Хлопнула калитка, пиликнул артефакт у ворот. Водитель отпер двери; мастер Дюме, хорошо отряхнув ноги от снега, сел в салон и сразу же протянул мне смятую тетрадь.
«Благодарю за ожидание. Отсюда уже на квартиры. Матильда передавала Вам наилучшие пожелания».
Я облизнула пересохшие губы и кивнула.
Мастер Дюме забрал у меня тетрадь, подмигнул и спрятал ее во внутренний карман пальто. На коленях у него лежал потертый деревянный ящик размером с шахматную коробку.
Машина зафырчала, дернулась, и водитель принялся кое-как, разбивая бамперами снег, разворачиваться. Наконец колеса вновь вошли в колеи; особняк за высоким забором окончательно утонул во тьме.
Мастер Дюме достал из кармана артефакт – лабрадорит в серебре с тонкой плашкой, кажется, пренита, – щелкнул кнопкой, и дорога за нами начала сама собой затягиваться. Как язычком молнии, мы сводили за собой снежные берега, а метель окончательно заметала за нами следы.
Какое-то время я следила за этим через заднее стекло. Потом его присыпало снегом, я устало откинулась на сиденье – и закрыла глаза.
* * *
Сначала я слышу запах.
Он щекочет нёбо и ввинчивается в позвоночник, и внутри все гудит от пронзительного, острого предчувствия, и кишки комкаются в узел, и голову пьянит адреналин. Сердце колотится, как метроном, отсчитывающий престиссимо, – от этого больно в груди: стрелка маятника лезвием нарезает легкие и вгрызается в ребра.

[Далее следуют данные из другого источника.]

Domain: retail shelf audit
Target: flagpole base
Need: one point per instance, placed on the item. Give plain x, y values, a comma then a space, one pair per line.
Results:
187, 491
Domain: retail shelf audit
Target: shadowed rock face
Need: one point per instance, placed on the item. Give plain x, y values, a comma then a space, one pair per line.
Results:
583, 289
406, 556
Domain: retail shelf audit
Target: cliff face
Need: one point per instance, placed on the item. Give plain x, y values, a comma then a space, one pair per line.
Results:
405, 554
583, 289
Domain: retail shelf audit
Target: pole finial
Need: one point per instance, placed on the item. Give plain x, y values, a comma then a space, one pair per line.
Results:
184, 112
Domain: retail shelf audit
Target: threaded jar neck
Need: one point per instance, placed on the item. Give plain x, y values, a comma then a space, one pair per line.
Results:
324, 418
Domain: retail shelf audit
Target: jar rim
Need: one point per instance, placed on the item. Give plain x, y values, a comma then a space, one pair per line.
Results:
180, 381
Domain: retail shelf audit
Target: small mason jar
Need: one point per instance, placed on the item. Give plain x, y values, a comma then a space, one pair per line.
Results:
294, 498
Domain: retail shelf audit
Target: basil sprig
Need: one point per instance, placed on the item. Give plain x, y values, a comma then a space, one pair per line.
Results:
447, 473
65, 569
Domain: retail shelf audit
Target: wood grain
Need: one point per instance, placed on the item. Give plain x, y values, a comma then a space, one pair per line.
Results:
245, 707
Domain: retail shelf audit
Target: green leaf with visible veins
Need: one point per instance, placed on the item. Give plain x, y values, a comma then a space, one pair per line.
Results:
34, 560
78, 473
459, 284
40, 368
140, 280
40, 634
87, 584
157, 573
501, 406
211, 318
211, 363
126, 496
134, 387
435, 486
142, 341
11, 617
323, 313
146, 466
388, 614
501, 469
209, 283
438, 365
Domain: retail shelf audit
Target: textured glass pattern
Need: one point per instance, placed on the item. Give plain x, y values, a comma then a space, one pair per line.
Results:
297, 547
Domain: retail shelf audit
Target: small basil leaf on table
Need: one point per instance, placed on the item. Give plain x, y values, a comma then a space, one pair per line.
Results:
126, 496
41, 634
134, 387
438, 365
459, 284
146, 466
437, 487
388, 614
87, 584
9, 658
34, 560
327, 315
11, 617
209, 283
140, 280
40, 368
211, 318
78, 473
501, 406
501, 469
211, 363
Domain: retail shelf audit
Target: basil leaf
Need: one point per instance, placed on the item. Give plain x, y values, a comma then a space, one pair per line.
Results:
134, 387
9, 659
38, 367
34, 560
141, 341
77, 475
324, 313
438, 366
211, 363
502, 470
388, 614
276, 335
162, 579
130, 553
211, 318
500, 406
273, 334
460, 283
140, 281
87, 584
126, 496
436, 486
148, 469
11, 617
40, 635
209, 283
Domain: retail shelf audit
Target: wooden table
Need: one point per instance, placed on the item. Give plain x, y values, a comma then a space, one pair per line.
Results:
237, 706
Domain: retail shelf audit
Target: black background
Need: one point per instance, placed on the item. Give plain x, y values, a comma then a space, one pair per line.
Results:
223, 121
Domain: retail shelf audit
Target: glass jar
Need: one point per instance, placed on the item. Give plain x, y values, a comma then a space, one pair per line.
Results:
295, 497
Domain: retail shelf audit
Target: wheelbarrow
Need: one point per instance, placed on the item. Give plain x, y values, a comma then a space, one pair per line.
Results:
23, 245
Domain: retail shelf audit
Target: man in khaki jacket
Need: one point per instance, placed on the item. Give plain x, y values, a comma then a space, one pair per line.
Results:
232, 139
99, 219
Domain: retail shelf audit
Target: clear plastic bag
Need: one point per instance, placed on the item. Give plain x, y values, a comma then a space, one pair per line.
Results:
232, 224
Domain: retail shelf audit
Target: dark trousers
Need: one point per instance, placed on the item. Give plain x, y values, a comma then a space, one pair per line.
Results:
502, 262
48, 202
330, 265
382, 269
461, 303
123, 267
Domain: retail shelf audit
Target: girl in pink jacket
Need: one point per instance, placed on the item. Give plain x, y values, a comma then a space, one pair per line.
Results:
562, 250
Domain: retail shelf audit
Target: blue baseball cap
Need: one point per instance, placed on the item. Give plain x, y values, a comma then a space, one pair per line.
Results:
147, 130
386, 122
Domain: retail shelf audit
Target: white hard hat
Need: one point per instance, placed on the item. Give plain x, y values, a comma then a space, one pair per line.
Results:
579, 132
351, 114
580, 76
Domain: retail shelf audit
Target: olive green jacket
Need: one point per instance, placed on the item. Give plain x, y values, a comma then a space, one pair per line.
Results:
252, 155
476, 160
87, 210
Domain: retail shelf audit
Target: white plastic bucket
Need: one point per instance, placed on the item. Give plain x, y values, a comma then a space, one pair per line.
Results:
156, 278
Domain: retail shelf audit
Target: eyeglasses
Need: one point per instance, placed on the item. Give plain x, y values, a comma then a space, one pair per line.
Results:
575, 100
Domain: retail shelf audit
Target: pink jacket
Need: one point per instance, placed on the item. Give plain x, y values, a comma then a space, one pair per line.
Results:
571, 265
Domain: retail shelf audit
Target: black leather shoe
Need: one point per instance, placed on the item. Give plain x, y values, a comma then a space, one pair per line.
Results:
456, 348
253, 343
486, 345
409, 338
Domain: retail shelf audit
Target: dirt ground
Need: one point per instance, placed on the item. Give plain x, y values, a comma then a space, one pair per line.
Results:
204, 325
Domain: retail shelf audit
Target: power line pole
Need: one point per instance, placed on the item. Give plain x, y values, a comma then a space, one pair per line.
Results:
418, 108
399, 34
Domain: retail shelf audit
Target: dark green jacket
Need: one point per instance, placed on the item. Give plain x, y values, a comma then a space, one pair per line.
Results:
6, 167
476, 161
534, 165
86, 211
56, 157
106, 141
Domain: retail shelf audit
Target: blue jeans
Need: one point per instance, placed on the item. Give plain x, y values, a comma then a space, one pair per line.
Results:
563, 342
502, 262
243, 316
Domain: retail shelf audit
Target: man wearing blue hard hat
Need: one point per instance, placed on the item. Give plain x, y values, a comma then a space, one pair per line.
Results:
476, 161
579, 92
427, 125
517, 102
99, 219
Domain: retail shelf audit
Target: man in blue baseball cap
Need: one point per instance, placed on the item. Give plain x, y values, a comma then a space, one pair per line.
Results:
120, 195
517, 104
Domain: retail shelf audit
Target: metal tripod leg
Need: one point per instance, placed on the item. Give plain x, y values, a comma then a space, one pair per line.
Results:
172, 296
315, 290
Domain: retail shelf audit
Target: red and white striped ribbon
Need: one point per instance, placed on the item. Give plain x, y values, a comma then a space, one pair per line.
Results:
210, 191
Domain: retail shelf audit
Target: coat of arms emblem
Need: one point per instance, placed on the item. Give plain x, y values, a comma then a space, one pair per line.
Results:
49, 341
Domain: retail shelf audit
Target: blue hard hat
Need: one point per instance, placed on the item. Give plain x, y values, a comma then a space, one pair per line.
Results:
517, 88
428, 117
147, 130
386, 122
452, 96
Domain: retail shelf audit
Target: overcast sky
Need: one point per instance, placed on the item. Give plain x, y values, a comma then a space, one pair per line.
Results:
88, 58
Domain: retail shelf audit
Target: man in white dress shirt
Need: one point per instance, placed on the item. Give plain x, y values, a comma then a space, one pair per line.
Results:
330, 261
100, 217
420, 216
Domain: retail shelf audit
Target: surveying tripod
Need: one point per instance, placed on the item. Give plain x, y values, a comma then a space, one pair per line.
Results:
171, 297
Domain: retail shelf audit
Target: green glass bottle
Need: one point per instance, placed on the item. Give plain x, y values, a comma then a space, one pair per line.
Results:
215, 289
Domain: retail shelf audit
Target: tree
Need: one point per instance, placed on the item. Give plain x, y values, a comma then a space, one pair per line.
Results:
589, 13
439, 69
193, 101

Нет, нет; сначала – не так.
Сначала я вижу ласку. Она сидит напротив, и мы смотрим друг другу глаза в глаза. Она одета в белую зимнюю шубку, хитрая мордочка всматривается в меня с интересом, а лапки цепляются за кору дерева.
Дерева, которого нет.
Но нет, нет; сначала…
Сначала я сижу полночи, свернувшись на подоконнике маленького мансардного окна. Здесь остро пахнет травами и хреном, и взрослые сюда поднимаются редко. Теперь, когда эти запахи щиплют и мой нос, я их понимаю; и все равно – сижу, потому что здесь меня никто не станет трогать.
На улице, за запотевшим стеклом – снег. Вдали, в толще подвижного снежного марева, одиноко мигает желтый фонарь.
Я ужасно боялась никого не поймать. Такое не слишком часто, но случается; тогда ты пробуешь и на следующий год, и еще, и еще, пока не найдешь свою судьбу. Старая лосиха, единственная на весь Амрау вдова, говорит: это потому, что Полуночь выбирает для тебя самое лучшее. Но по правде – неудачников, конечно, дразнят, что у Полуночи не нашлось для них даже плохонькой дороги.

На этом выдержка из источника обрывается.